MLA for Cranbrook
- In office 1922–1928
- Preceded by: James Horace King
- Succeeded by: Frank Mitchell MacPherson

Personal details
- Born: March 12, 1865 London, England
- Died: March 4, 1948 (aged 82) Victoria, British Columbia, Canada
- Party: Conservative
- Occupation: government agent

= Noel Wallinger =

Canadian politician

Noel Stirling Austin Arnold Wallinger (March 12, 1865 - March 4, 1948) was an English-born miner, civil servant and political figure in British Columbia. He represented Cranbrook in the Legislative Assembly of British Columbia from 1922 to 1928 as a Conservative.
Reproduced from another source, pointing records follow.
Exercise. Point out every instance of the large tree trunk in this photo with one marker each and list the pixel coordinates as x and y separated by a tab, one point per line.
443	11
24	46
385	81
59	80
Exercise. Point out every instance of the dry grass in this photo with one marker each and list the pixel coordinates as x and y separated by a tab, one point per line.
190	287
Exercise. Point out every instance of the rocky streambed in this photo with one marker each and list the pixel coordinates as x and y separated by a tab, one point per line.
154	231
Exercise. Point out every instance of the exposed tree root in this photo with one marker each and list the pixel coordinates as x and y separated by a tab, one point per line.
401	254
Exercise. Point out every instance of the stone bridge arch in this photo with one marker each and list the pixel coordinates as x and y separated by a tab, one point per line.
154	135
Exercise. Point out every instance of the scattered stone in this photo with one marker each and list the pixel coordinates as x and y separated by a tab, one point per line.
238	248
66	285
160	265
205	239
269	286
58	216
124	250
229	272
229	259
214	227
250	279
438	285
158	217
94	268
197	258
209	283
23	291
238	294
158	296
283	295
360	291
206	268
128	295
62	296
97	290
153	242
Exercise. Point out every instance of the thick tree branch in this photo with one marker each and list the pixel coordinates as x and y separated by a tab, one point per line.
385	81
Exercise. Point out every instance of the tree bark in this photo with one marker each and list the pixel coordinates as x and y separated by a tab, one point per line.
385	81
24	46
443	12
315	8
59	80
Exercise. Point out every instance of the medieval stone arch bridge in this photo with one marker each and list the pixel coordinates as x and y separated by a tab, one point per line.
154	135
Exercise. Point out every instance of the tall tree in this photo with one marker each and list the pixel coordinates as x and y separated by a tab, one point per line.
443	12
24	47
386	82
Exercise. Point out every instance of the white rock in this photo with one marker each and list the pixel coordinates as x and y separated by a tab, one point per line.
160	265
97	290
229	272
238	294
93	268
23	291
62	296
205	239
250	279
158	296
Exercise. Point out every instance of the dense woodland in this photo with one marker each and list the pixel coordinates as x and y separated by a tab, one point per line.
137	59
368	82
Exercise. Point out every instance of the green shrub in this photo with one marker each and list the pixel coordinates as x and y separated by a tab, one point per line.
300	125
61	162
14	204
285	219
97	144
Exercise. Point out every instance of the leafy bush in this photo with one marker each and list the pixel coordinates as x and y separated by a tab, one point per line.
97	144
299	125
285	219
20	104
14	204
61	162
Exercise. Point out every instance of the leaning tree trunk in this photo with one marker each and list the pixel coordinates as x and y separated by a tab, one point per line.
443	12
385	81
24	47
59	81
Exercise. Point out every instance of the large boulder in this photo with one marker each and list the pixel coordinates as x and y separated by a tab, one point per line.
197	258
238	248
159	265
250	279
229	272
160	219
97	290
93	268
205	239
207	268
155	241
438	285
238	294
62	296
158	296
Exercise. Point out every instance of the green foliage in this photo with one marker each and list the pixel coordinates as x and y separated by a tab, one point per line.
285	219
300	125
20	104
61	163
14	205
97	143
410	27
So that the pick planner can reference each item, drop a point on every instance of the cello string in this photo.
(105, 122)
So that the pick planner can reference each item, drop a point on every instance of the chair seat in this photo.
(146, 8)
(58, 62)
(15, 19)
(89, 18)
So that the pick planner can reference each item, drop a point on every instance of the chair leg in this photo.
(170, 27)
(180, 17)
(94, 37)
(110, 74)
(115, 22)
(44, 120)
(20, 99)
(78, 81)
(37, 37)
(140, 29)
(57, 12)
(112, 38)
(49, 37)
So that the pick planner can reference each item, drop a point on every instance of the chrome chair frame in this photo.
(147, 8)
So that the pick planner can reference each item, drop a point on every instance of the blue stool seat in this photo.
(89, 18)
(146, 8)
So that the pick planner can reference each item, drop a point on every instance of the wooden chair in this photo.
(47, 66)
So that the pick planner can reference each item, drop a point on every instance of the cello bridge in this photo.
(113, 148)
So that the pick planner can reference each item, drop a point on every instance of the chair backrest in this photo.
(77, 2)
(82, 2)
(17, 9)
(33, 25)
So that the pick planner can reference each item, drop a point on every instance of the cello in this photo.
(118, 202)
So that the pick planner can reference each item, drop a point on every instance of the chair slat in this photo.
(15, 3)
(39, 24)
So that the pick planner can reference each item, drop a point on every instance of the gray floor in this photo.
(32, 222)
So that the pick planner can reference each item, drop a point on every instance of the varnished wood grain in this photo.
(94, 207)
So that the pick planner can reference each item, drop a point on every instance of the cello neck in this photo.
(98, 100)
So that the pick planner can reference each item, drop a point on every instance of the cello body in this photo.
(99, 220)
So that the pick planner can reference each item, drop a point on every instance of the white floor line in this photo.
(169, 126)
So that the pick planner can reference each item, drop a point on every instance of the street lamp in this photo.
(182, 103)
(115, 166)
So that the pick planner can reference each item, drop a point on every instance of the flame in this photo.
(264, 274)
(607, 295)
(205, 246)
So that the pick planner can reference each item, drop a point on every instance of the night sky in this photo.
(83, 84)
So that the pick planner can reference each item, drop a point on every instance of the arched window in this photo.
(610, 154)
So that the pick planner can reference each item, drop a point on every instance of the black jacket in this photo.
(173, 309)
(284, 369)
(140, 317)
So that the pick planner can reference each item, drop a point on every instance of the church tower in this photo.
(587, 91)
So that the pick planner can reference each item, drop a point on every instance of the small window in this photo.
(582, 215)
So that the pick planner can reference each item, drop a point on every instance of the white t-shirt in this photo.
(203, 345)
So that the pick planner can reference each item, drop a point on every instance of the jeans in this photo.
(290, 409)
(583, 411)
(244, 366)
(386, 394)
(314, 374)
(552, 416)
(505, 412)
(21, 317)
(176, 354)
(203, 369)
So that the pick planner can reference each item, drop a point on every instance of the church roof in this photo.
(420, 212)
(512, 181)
He was born in London, the son of James Nasmyth Arnold Wallinger and Marian Collier, and was educated at the King's College School in London and the Royal Agricultural College. Wallinger came to Canada in 1884. In 1895, he married Jessie Ariel Beale. He served as government agent and gold commissioner from 1914 to 1922. Wallinger was first elected to the assembly in a 1922 by-election held after James Horace King resigned to run for a federal seat. He was defeated by Frank Mitchell MacPherson when he ran for reelection to a third term in 1928. Wallinger died in Victoria at the age of 82.